In In re McLaughlin, supra, I went on to hold that the debtor's conversion of property subject to a security interest was a dischargeable debt, but only because he had a "substantial basis for believing" he could pay the creditor in the near future. Id. at 18. That is not the case here.
The only question remaining is whether the injury to the plaintiff in not receiving the funds is to "property of another." A recent case providing some guidance is In re Waning, 120 B.R. 607 (Bankr.D.Me. 1990). In this case, a salesman allegedly converted inventory by not paying its supplier for it after making sales and being invoiced where the salesman agreed to pay his supplier a certain fee for each item of inventory upon retail sale. The court found there was no "true consignment" that kept title in the supplier, nor did the supplier keep a security interest in the inventory. Therefore, there was no injury to "property of another."
Waning, supra is similar to my case because there was no true consignment agreement, nor did the creditor have any security interest in the logs or cash proceeds from sale to the mill. What the Waning court did not discuss, but was obvious from the facts of that case, was that there was no identifiable fund of cash that belonged to the creditor for inventory sold. The salesman-debtor was billed for inventory sold after he sold it, and his payment was irregular.
Although the contract stated the creditor owned the logs, this was for tax purposes and the economic substance of the transaction was not a true consignment relationship.
The creditor in my case has cited cases holding a debt nondischargeable where there was an identifiable fund of cash that belonged to the creditors. In re St. Paul Fire and Marine Ins. Co. v. Vaughn, 779 F.2d 1003 (4th Cir. 1985), for example, the debtor had agreed with the creditor to place the proceeds of a specific government check into his attorneys' trust account and then pay the creditor part of that fund, but instead placed the check in another account and converted the proceeds.
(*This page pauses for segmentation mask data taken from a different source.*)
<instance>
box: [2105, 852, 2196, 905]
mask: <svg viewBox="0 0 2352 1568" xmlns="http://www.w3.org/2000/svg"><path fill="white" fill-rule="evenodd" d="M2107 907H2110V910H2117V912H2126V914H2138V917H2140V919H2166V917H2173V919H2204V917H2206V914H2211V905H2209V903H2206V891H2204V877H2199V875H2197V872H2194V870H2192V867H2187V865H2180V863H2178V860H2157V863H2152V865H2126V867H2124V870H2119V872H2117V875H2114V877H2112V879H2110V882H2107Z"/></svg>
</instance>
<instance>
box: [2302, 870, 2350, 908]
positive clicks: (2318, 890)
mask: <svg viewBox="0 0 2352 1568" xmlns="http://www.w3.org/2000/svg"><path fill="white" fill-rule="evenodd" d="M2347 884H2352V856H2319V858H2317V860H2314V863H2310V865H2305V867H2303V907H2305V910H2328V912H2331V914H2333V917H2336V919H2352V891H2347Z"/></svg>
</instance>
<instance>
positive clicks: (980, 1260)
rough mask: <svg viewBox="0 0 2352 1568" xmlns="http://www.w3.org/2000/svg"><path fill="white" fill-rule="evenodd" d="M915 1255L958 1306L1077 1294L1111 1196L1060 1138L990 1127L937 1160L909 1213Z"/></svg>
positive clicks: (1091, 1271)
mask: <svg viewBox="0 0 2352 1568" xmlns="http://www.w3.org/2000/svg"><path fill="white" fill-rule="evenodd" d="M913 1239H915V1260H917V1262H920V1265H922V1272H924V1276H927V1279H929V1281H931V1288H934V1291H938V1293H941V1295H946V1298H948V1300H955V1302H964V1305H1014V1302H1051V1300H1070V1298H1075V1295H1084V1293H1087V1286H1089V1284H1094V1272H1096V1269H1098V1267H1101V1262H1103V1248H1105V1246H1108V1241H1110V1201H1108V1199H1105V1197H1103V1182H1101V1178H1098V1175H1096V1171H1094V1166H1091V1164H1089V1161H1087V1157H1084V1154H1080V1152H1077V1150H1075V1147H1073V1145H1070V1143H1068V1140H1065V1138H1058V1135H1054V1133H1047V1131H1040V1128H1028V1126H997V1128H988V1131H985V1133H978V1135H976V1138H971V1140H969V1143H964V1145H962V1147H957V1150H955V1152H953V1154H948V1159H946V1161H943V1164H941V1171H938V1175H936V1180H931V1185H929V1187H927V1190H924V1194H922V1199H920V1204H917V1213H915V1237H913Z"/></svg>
Likewise, in In re Valentine, 104 B.R. 67 (Bankr.S.D. Ind. 1988), the debtor had agreed to pay the creditor part of the money out of a check for insurance proceeds and the check named the creditor as a joint payee, but the debtor instead converted the check. Finally, in the case of In re Piscioneri, 108 B.R. 595 (Bankr.N.D.Ohio 1989), the management company-debtor of a shopping center was supposed to apply rental payments toward mortgage installments, taxes and other obligations of the creditor-owner, but instead converted the funds.
What makes these cases different from the Waning case was there was an identifiable fund of cash that belonged to the creditor. This fact distinguishes them from the ordinary breach of contract case which is dischargeable.
Applying this distinction to my case, the decisive contractual provision is Article IIC. That provision provides that the debtor is to make payments to the plaintiff each week for logs removed the prior week. The clear implication of the provision, as well as the practice of the parties, is that the plaintiff would be paid each week out of the fund of cash that the debtor received the prior week from the mill, with the amount determined by that week's mill receipt. This case is more similar to those cases cited by the plaintiff where the debtor comes into possession of a joint check than the Waning case where there was a running account and payments made irregularly. There is an identifiable fund of cash belonging to the creditor.
Conclusion
The debtor acted willfully and maliciously, and injured the property of another, within the meaning of section 523(a)(6), by not remitting the established fee for logs cut and milled. The debt of $11,906.02 is thus nondischargeable.